New Study Shows Unsafe Levels of Radiation In Crops Near Chernobyl Nuclear Site

A new study published December 17, 2020 in the Environmental International Journal reported  researchers from Greenpeace Research Labs have found ongoing contamination in wheat, rye, oats, and barley grown in an area 31 miles south of the nuclear plant.  The radioactivity – strontium 90 and cesium 137- were above safe consumption levels. The strontium 90 was above safe levels in 48% of the samples. The half-life of strontium 90 is 29 years and the half-life of cesium 137 is 30 years. Both are byproducts of nuclear fission and are dangerous. Strontium 90 is a “bone seeker” in the human body and will be attracted and deposited into bone.

The area that was tested is outside Chernobyl’s “exclusion zone” a 30 mile radius around the plant that was evacuated in 1986. The Chernobyl event happened on April 26, 1986. The Ukrainian government suspended its radioactive monitoring program of the area in 2013.

The researchers also found that wood samples taken from this area between 2015 and 2019 had strontium 90 levels above the safe limit for firewood.
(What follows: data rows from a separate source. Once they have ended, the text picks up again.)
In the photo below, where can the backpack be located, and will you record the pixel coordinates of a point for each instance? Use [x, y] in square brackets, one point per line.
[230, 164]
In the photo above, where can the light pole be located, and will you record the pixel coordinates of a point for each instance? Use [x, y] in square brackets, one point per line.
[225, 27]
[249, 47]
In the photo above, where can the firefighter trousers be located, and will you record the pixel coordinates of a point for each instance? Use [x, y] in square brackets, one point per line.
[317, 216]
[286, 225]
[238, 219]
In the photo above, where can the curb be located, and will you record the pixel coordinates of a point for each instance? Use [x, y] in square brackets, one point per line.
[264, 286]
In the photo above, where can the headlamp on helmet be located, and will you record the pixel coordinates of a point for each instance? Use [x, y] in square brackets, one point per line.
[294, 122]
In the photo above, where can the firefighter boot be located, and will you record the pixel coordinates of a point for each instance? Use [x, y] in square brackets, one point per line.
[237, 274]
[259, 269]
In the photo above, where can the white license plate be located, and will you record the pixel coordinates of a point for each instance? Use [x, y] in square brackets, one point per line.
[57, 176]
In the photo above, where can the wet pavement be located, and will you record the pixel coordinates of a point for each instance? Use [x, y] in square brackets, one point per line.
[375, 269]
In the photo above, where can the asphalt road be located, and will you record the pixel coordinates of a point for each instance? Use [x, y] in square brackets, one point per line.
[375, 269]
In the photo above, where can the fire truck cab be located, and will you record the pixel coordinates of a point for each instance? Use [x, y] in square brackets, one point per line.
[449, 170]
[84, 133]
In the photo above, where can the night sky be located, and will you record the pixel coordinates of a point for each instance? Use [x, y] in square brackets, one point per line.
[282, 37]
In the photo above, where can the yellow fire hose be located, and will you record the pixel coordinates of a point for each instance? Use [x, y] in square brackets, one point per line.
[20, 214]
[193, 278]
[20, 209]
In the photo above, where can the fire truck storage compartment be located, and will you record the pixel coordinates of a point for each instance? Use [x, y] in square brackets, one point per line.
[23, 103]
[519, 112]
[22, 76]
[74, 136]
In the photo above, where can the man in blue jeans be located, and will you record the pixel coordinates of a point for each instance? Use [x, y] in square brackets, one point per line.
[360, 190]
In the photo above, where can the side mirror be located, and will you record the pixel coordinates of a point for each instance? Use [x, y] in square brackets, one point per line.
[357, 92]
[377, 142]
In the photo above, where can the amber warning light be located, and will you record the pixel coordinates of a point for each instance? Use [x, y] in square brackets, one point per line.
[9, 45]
The researchers believe the strontium 90 lingering in the wood may be responsible for the continuing contamination of the grain crop. The analysis of the wood ash after burning the wood in a domestic wood-burning stove showed it was 25 times higher than the safe limit.  The local people living in this area use the ash from their wood burning stoves along with ash gathered from the local thermal power plant to fertilize their crops.

Computer simulations show that it would be possible to reduce the radiation to a “safe” level if the Ukrainian government would reinstate monitoring and design a program to eliminate the recycling of radioactive ash into the soil. Researchers also want the Ukrainian government to investigate the use of the ash from the local thermal power plant on the soil.